Tharoor Calls for Passport, Aadhaar to Prove Citizenship
Synopsis
Key Takeaways
Congress MP Dr. Shashi Tharoor on Friday, June 26, 2026, called for urgent legislative reform to make both the Indian passport and the Aadhaar card conclusive proof of citizenship, responding to a Ministry of External Affairs clarification that a passport is primarily a 'travel document and not conclusive proof of citizenship.'
Context
The Ministry of External Affairs (MEA) issued a clarification — notably on Passport Seva Divas, the annual day marking milestones in India's passport delivery system — stating that an Indian passport is legally a travel document and does not constitute conclusive proof of citizenship. The statement drew on Section 20 of the Passports Act of 1967, which permits the state, under rare public-interest circumstances, to issue passports even to non-citizens. The clarification triggered widespread public confusion and political debate across the country.

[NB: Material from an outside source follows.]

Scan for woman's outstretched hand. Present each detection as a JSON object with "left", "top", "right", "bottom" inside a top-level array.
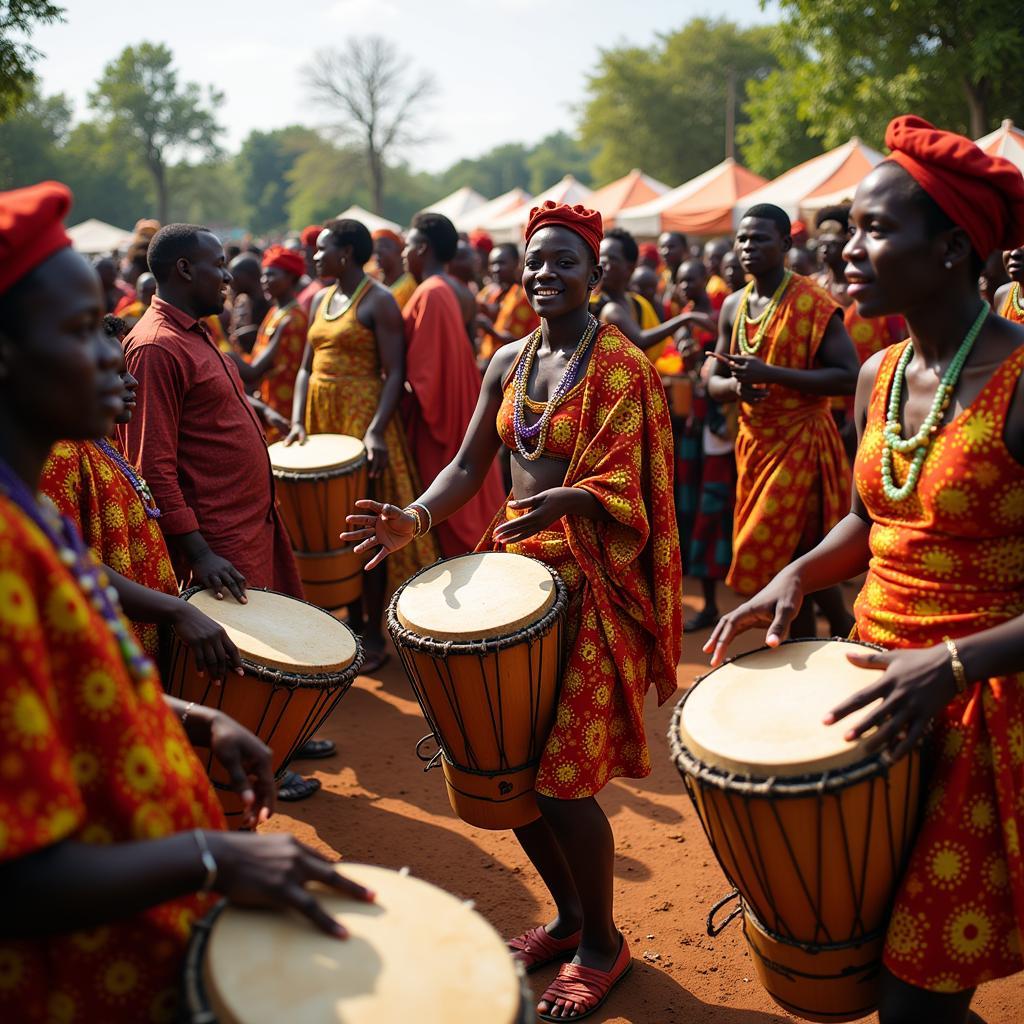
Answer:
[{"left": 339, "top": 498, "right": 416, "bottom": 571}]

Dr. Tharoor described the distinction as 'a difference without a difference, meaningless to the average citizen,' arguing that the passport is the product of a rigorous bureaucratic vetting process — including police verification and document checks — that the state itself mandates as proof of citizenship before granting the document.
Policy Backdrop
The Passports Act was enacted in 1967 to consolidate laws governing the issuance, denial, and impounding of Indian passports. The Aadhaar enrolment programme, launched in 2009 under the Unique Identification Authority of India (UIDAI), ties eligibility to 182 days of local residence rather than nationality, meaning both citizens and non-citizen residents can hold the card. In 2018, the Supreme Court of India upheld Aadhaar's constitutional validity while explicitly holding that it does not constitute proof of citizenship — only of identity and residence.
Dr. Tharoor noted this creates 'a bizarre administrative limbo' where millions of Indians hold world-class biometric and state-issued documents, yet none are legally deemed conclusive proof of nationality within their own borders.
Tharoor's Proposal
The Thiruvananthapuram MP proposed a two-part legislative solution. First, Parliament should formally amend the legal framework to designate both a valid passport and a standard Aadhaar card as conclusive proof of Indian citizenship, unless explicitly cancelled or withdrawn by the state. Second, to address the fact that Aadhaar is currently held by non-citizen residents as well, the UIDAI should introduce a visually distinct card — Dr. Tharoor suggested 'a visible diagonal red stripe across the front' — specifically for non-citizens living in India.
'By clearly demarcating the two categories, the state can safely mandate that carrying either a standard citizen's Aadhaar or a valid passport is compulsory and sufficient proof of citizenship for all Indian nationals at all times,' Dr. Tharoor wrote. He argued such a dual-document policy would 'streamline domestic verification, eliminate arbitrary bureaucratic challenges during electoral revisions, and provide every Indian with absolute, unquestionable legal certainty regarding their identity.'
Stakeholders and Impact
The ambiguity has practical consequences for ordinary citizens, election authorities, and non-citizen residents alike. Successive governments have faced administrative friction when attempting to link Aadhaar, passports, and voter rolls for identity verification. Electoral revision exercises have periodically drawn complaints of arbitrary document demands, and the absence of a single, legally conclusive citizenship document has left both citizens and officials in an uncertain position.
Non-citizen residents — who currently hold standard Aadhaar cards indistinguishable from those of citizens — would be directly affected by any move to create differentiated card formats. Civil liberties groups and identity-rights advocates are likely to scrutinise any such proposal for potential misuse or exclusion.
What's Next
Dr. Tharoor's intervention adds political weight to calls for Parliament to revisit both the Passports Act, 1967 and the Aadhaar Act. Any amendment would require legislative consensus and a coordinated response from the MEA, the UIDAI, and the Ministry of Home Affairs. Observers will watch for UIDAI notifications on revised card formats and any government response to the mounting pressure to clarify the legal standing of India's most widely held identity documents.